Pero esta exhortación no es para cargar, es para afirmar: Dios defiende a los que confían en Él. Cuando eliges comenzar tu día con oración, con lectura de la Palabra y con un corazón alineado, caminas rodeado por el favor de Dios como un escudo. No caminas solo, caminas cubierto.

Hoy decide esto: vela desde temprano, mantente firme durante el día y confía en que Dios cuida tu caminar.

Aplicación práctica para hoy

Preséntate de mañana: no arranques el día sin Dios.

Salmos 5:3 “De mañana me presentaré delante de ti, y esperaré.”

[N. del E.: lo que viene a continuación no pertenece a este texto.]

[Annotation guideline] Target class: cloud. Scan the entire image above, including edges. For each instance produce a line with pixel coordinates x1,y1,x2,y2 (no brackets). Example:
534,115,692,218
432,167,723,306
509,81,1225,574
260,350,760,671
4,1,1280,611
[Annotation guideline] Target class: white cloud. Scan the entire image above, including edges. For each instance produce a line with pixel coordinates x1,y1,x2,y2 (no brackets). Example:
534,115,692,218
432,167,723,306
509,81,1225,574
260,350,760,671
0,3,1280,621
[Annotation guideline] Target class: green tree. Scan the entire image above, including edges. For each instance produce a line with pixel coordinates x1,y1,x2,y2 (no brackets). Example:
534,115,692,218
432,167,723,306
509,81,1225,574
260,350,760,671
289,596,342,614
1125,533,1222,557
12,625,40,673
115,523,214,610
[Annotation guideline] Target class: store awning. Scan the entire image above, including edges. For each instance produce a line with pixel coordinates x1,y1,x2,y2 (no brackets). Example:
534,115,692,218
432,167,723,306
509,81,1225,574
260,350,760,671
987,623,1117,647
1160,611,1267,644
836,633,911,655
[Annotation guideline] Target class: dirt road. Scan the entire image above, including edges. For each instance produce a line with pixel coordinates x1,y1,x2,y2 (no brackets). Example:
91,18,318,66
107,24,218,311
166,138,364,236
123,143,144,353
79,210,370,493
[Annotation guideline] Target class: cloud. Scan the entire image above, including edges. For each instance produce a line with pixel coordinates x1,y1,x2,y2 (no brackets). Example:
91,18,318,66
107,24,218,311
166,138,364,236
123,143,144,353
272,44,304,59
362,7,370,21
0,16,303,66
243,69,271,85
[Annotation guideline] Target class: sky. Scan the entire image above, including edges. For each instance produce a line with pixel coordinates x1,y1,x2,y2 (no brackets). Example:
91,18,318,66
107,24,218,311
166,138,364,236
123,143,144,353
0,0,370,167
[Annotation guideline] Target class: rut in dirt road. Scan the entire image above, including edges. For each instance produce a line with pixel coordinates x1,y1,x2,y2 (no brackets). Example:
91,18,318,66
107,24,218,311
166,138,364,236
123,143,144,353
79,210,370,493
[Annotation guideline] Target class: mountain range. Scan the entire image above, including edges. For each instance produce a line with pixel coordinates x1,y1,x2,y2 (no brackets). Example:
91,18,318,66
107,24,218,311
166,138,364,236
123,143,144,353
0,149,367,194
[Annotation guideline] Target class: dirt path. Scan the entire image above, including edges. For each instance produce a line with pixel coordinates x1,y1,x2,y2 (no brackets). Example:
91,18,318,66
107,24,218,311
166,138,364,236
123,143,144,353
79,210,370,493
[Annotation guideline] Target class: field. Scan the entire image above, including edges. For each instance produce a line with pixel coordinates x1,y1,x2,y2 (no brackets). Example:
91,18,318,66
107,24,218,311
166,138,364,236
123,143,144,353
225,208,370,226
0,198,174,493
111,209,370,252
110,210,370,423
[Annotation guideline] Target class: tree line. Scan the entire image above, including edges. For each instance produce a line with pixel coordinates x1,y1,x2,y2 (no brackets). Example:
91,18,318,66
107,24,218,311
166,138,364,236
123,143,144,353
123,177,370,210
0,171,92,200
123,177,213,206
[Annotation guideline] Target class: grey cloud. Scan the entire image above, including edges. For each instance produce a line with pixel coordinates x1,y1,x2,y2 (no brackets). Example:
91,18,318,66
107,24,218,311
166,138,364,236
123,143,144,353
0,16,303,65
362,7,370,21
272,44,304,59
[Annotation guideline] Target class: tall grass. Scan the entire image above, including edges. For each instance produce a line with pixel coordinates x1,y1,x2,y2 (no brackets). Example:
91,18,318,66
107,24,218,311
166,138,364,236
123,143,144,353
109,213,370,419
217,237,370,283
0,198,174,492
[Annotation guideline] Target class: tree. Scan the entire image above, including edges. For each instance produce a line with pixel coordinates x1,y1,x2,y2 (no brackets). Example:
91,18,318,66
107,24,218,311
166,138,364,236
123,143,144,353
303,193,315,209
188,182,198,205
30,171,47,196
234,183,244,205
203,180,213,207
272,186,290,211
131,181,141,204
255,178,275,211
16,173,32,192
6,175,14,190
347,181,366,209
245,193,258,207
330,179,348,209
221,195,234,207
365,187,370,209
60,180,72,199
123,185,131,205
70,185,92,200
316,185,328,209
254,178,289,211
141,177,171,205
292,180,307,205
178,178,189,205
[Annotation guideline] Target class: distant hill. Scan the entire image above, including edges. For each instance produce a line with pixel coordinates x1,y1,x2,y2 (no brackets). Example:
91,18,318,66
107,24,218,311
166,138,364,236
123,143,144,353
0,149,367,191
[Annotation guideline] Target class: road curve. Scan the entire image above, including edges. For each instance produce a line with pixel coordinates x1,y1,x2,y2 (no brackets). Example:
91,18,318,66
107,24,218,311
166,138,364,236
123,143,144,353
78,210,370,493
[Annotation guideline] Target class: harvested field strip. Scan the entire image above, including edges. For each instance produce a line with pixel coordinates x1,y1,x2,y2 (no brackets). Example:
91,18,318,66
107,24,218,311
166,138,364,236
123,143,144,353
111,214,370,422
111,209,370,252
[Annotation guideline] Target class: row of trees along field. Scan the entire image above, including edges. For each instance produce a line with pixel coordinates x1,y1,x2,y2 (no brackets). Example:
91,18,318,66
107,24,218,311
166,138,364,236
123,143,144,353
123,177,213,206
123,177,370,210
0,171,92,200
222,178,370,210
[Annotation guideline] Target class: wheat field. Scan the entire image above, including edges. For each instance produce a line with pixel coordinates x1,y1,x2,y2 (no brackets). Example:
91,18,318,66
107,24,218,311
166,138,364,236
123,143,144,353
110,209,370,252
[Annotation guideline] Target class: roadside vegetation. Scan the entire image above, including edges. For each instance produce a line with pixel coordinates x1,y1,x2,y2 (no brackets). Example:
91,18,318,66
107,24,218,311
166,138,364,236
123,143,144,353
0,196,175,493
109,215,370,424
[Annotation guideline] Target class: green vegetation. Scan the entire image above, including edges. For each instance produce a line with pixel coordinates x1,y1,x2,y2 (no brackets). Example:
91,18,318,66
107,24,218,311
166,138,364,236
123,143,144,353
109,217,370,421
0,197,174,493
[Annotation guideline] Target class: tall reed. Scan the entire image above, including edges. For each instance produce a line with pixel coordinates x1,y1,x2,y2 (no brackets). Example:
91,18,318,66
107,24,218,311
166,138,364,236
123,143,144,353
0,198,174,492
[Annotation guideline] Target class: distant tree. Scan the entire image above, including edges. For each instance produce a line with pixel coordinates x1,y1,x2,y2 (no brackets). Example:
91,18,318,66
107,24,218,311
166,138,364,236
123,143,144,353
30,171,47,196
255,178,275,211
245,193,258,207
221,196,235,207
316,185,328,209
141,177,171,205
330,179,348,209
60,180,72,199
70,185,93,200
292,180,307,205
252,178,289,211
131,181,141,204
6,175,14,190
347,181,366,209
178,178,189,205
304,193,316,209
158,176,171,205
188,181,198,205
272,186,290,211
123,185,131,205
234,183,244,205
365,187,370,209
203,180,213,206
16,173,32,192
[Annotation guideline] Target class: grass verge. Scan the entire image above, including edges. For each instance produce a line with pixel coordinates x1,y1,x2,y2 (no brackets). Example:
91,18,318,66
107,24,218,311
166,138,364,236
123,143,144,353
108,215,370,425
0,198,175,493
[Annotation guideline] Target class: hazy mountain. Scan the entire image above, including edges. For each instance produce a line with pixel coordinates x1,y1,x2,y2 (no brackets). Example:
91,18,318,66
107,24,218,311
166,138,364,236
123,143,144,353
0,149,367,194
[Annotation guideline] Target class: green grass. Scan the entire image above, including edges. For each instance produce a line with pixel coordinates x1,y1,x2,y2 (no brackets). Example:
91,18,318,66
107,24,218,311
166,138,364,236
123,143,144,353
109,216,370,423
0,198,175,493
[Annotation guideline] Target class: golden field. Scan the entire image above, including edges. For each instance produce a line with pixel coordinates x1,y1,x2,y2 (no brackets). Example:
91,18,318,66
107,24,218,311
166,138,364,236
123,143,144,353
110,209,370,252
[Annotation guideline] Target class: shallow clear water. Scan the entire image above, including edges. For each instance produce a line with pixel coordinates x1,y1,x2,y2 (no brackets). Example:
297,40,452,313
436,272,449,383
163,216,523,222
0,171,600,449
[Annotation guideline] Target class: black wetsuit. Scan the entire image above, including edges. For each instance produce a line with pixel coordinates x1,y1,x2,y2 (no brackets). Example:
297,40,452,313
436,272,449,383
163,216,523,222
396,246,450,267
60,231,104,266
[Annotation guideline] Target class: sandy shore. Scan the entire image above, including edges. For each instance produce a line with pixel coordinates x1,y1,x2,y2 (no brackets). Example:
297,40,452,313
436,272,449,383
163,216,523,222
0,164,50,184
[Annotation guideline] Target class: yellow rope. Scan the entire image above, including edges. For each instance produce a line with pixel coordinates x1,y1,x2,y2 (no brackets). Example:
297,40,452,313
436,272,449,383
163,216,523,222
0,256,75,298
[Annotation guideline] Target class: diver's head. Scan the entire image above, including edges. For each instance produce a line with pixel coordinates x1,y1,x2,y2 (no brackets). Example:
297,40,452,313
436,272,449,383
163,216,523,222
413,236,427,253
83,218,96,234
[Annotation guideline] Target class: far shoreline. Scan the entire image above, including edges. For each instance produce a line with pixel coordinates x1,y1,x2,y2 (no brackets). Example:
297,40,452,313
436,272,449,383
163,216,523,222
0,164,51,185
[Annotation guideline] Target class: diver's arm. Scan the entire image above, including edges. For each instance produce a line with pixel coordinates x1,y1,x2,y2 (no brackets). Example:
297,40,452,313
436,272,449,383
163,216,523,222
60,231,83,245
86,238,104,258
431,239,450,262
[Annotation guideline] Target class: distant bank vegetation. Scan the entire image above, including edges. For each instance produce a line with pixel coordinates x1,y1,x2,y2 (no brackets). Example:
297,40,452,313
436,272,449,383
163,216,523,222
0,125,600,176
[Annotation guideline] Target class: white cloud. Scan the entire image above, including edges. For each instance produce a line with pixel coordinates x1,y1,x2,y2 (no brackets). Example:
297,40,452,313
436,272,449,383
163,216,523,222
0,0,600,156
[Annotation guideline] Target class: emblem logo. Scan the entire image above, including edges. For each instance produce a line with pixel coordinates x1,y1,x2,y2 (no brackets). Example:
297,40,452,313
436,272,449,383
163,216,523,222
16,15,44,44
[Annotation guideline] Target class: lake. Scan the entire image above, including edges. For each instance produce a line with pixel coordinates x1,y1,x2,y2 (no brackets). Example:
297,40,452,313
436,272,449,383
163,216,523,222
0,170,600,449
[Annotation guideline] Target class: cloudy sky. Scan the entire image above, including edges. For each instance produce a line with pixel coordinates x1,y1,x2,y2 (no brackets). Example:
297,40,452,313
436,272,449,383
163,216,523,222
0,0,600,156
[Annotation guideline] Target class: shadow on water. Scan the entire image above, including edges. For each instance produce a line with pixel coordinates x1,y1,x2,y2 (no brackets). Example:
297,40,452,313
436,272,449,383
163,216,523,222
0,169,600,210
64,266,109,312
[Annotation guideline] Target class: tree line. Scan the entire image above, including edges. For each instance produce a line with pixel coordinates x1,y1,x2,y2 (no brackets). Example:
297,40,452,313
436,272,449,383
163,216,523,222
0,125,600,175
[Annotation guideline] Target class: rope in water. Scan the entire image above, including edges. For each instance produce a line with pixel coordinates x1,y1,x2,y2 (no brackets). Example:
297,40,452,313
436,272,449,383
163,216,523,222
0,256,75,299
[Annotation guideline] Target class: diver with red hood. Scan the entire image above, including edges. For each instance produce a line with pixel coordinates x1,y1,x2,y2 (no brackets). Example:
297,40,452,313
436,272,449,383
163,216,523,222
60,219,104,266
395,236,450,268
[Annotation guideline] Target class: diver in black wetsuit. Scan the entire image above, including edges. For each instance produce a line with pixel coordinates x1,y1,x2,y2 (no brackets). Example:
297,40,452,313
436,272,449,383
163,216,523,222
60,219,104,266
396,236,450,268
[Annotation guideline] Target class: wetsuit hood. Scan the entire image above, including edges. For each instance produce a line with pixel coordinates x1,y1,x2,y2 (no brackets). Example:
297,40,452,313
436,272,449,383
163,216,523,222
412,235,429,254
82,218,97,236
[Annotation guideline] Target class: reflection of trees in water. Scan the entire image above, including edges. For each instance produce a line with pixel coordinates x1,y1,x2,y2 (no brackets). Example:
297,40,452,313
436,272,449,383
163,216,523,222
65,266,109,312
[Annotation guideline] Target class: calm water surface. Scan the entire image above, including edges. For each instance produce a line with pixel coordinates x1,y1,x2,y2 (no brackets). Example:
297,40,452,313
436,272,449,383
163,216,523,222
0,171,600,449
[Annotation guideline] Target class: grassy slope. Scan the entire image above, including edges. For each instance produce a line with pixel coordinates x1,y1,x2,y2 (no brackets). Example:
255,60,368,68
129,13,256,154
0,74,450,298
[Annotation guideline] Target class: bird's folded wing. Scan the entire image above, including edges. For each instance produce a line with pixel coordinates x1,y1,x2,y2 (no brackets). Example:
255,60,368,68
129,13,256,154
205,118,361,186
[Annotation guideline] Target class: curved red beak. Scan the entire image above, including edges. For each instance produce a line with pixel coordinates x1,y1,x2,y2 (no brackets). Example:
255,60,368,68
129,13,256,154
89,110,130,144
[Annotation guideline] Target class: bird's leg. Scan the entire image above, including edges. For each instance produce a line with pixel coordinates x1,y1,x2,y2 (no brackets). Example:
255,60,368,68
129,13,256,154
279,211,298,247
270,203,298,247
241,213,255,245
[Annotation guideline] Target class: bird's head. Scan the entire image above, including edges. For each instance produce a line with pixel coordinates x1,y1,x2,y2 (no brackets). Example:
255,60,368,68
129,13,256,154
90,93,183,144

Discierne: no todo lo que es común es correcto.

Tesalonicenses 5:21 “Examinadlo todo; retened lo bueno.”

Romanos 12:2

“No os conforméis a este siglo…”

Permanece firme: aunque el entorno cambie, tu base no se mueve.

1 Corintios 16:13

“Velad, estad firmes en la fe…”

Efesios 6:13

“Habiendo acabado todo, estar firmes.”

Colosenses 1:23

“Si en verdad permanecéis fundados y firmes en la fe.”

Confía: el favor de Dios rodea al que camina rectamente.

Hebreos 10:23 “Mantengamos firme, sin fluctuar, la profesión de nuestra esperanza.”

Juan 15:4

“Permaneced en mí, y yo en vosotros.”

El que vela desde temprano, discierne durante el día y permanece firme, camina rodeado del favor de Dios.